Notas iniciais
Boa Tarde lindezas! Tudo bem com vocês? Espero que sim, assim como espero que não me matem pela demora, apenas que tenham uma boa leitura.

– Sasuke-kun… –Sakura pronunciou num fio de voz, dando-se conta que, diferente do que se entregara á fazer, estava tão inteira quanto antes.

– Pensa que lhe dei a katana para que brincasse com a mesma? –o moreno perguntou sem encará-la, ainda assim, Sakura tremeu com o tom de sua voz.

– N-não é verdade, mas… –começou engasgando, porém foi interrompida pela mulher que se encontrava próxima com o corpo do filho em seus braços.

– Isso tinha de ter as suas mãos não é Sasuke? Por acaso eu o levei a morte? Veja o que essa vadia e seu bando de animais fez ao meu filho! –Konan disse aos berros.

Só então o Uchiha reparou que a mulher que tanto amara um dia, encontrava-se tão próxima. A mesma mulher com que sonhara tantas vezes, e com a qual posteriormente, passou a ter pesadelos e visões em que a esganava com as próprias mãos. Suas feições eram como se lembrava, no entanto a pintura em sua face havia borrado, dando imagem e profundidade á sua tristeza.

Algo no íntimo de Sasuke, adorou vê-la em tal estado, de certa forma, era uma perda assim como a que o próprio tivera: ele perdeu quem jurava ser o amor de sua vida. No entanto, desejava mais. Desejava realizar suas fantasias e acabar com a fonte de seu sofrimento, aquela que o fez se passar por um traidor e que partira seu coração, na época ainda tão jovem e inexperiente.

A silhueta do moreno caminhou lentamente, de cabeça baixa até os corpos da mãe ressentida e do cadáver do filho. Konan no primeiro instante, segurou o rapaz mais firmemente, mas em seguida, como se desse conta que o filho não era o alvo, deixou-o delicadamente no chão e pôs-se a recuar porém, no próximo momento, seus pés não tocavam mais o chão.

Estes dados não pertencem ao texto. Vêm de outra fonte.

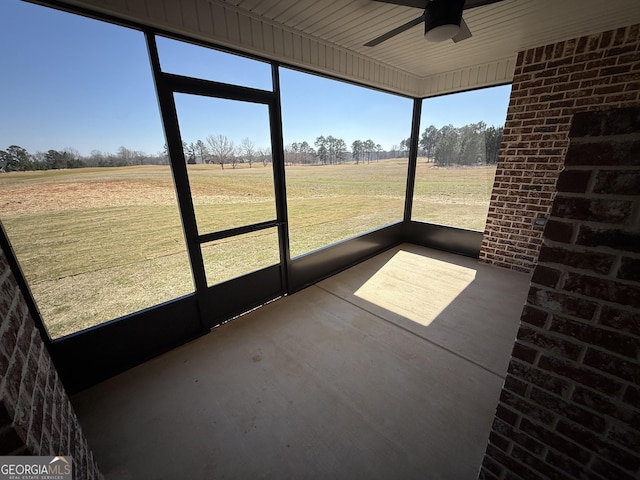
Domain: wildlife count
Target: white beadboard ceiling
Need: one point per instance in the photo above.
(327, 36)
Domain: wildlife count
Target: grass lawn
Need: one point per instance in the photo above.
(99, 243)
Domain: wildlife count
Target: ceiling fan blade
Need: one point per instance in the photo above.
(477, 3)
(395, 31)
(464, 32)
(406, 3)
(423, 3)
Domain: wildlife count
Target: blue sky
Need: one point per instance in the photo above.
(69, 81)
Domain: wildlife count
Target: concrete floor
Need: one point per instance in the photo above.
(391, 369)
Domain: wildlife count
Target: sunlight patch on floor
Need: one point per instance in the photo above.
(416, 286)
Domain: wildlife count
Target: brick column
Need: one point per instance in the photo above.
(551, 84)
(36, 417)
(570, 404)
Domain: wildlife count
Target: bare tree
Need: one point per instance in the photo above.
(248, 151)
(265, 155)
(201, 151)
(222, 149)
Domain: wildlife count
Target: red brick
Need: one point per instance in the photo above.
(607, 339)
(552, 344)
(594, 442)
(534, 316)
(555, 441)
(564, 409)
(538, 377)
(558, 231)
(586, 260)
(622, 320)
(522, 472)
(546, 276)
(620, 182)
(609, 470)
(566, 465)
(604, 153)
(574, 181)
(562, 303)
(615, 238)
(615, 366)
(593, 210)
(578, 373)
(602, 288)
(536, 463)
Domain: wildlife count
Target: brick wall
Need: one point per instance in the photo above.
(551, 84)
(36, 417)
(570, 404)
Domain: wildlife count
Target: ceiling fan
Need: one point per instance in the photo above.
(442, 19)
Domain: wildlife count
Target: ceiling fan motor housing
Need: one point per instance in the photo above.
(442, 20)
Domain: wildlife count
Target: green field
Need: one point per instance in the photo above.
(99, 243)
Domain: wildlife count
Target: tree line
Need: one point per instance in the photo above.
(16, 158)
(471, 144)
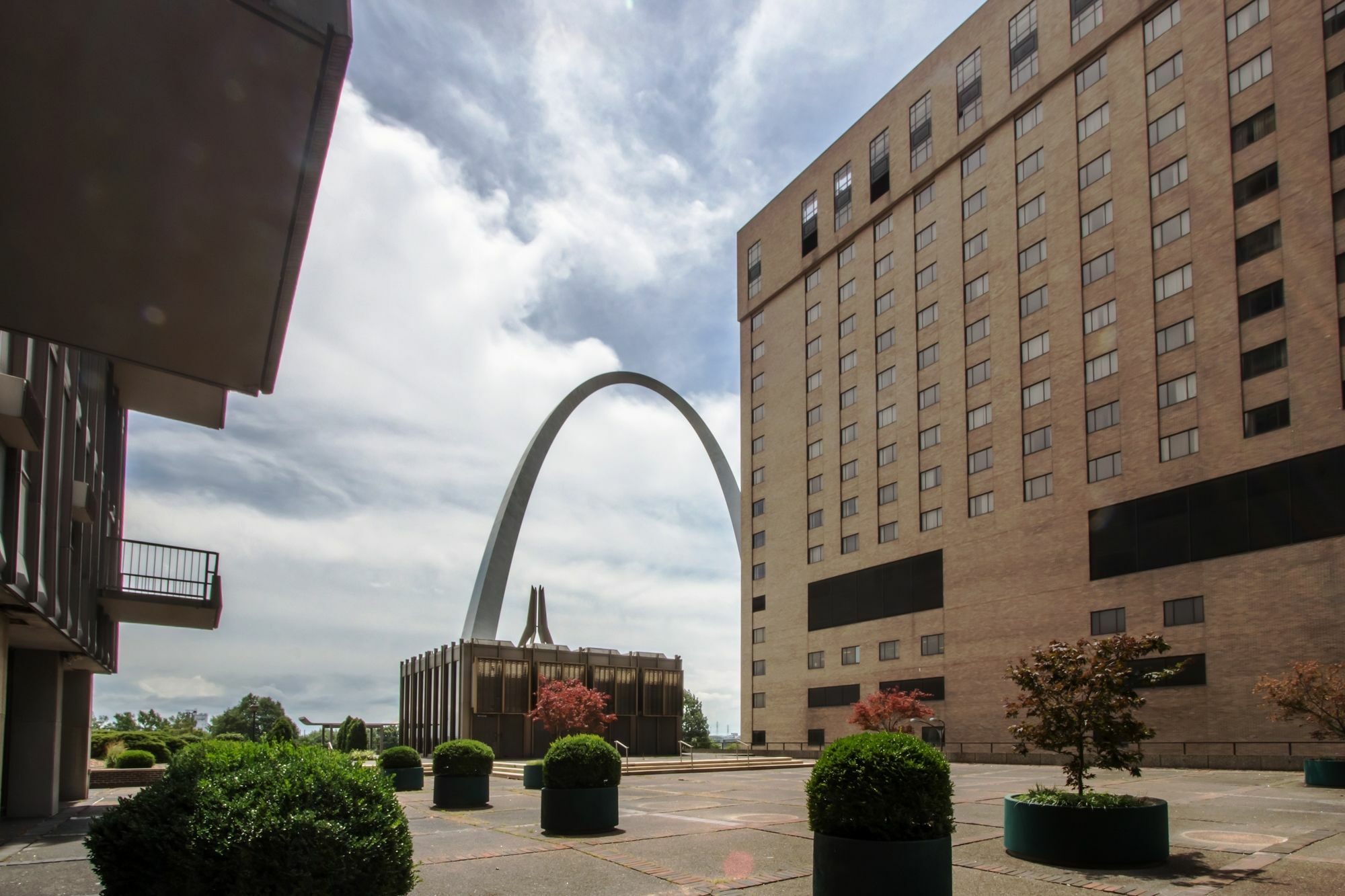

Havia sido erguida por Sasuke com a mesma facilidade com a qual se sopra uma pluma. Ele a mantinha suspensa pelo pescoço, enquanto o apertava com ambas as mãos. Cara a cara, a mulher viu a fúria em seus olhos negros, os mesmos que sempre a observaram com tanta admiração e desejo.

Tentava implorar para que parasse, mas tanto a voz como o ar não passavam por sua garganta, a armadura do Uchiha não permitia que suas mãos, que se agarraram firmemente aos pulsos dele, fizessem qualquer efeito.

– Pare! –a voz feminina brandiu com firmeza no mesmo instante que o moreno sentiu um pequeno impacto em suas costas. A rosada estava rente ao seu corpo, seu peito colado em suas costas enquanto abraçava-o pela cintura, esticando-se para que seus lábios ficassem próximos ao ouvido do mesmo.

Os dedos de Sasuke continuaram a apertar o fino pescoço da mulher, sua visão ficando cada vez mais turva.

– Sasuke-kun… Pare, onegai. –seu tom saiu doce, embora estivesse bastante receosa. – Matá-la não irá juntar os pedaços do coração que um dia foi quebrado, quanto menos fazê-lo sentir-se amado novamente.

– Você não entende Sakura. –sua voz foi cortante. – Não sabe o que é decepcionar-se com a pessoa que mais ama.

– Se continuar com isso, saberei o que é ter essa decepção. –soltou, num misto de amargor e alívio, reconhecendo o peso de sua declaração.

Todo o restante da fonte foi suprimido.